In late 2018, MPs will be presented with a choice when they vote on the final deal. Rather than picking between the government’s Brexit or no Brexit, the choice will be to take the deal on the table – or leave with no deal at all. Hunt says this is not a choice ‘between this Brexit and that Brexit’. To some in government, there is no choice as a ‘no deal’ is unthinkable.

In contrast, a chunk of the eurosceptic wing of the party see ‘no deal’ as approaching appealing. If Leave MPs conclude too many red lines have been crossed – whether it’s on money, transition or the ECJ – they can vote to reject the government’s deal and take a chance on ‘no deal’. There may not be enough Conservatives to bring about ‘no deal’, but Labour could provide the extra numbers they’d need. Eurosceptic Conservatives point to the Maastricht Treaty where Labour voted against it on the grounds that Britain was opting out to the social chapter even though they agreed with the treaty in principle.
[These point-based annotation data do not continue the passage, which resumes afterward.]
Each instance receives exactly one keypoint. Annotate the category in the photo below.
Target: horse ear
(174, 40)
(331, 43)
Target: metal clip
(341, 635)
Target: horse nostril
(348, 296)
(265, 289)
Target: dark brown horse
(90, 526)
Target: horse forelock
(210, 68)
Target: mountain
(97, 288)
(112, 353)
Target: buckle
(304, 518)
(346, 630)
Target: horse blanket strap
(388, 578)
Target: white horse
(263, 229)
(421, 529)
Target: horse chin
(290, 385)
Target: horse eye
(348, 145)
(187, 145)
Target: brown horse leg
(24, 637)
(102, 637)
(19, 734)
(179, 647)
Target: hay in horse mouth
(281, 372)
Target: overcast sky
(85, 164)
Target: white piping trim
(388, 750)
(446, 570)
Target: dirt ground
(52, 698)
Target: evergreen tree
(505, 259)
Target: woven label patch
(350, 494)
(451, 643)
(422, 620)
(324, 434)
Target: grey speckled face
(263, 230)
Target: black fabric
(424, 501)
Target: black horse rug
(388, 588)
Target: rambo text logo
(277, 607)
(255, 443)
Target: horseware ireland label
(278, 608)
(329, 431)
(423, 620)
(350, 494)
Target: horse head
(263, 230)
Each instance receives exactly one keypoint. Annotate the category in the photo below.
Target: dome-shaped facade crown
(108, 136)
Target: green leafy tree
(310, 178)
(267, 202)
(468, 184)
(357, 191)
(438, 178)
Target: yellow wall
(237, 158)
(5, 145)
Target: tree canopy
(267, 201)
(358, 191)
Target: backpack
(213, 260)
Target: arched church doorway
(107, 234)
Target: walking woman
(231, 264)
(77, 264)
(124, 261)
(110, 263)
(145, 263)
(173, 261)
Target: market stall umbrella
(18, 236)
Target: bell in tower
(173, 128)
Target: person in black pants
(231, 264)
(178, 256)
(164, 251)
Were Parliament to opt for this ‘no deal’, it could bring down the government. But that in itself if not reason enough to presume arch-Brexiteers – who have spent their political lives campaigning to leave the EU – won’t do it. It follows that rather than tell Brexiteers they have no choice, Cabinet diplomats would be better served spending their time setting out an inspiring Brexit vision for what the government wants to – and will – achieve with these negotiations.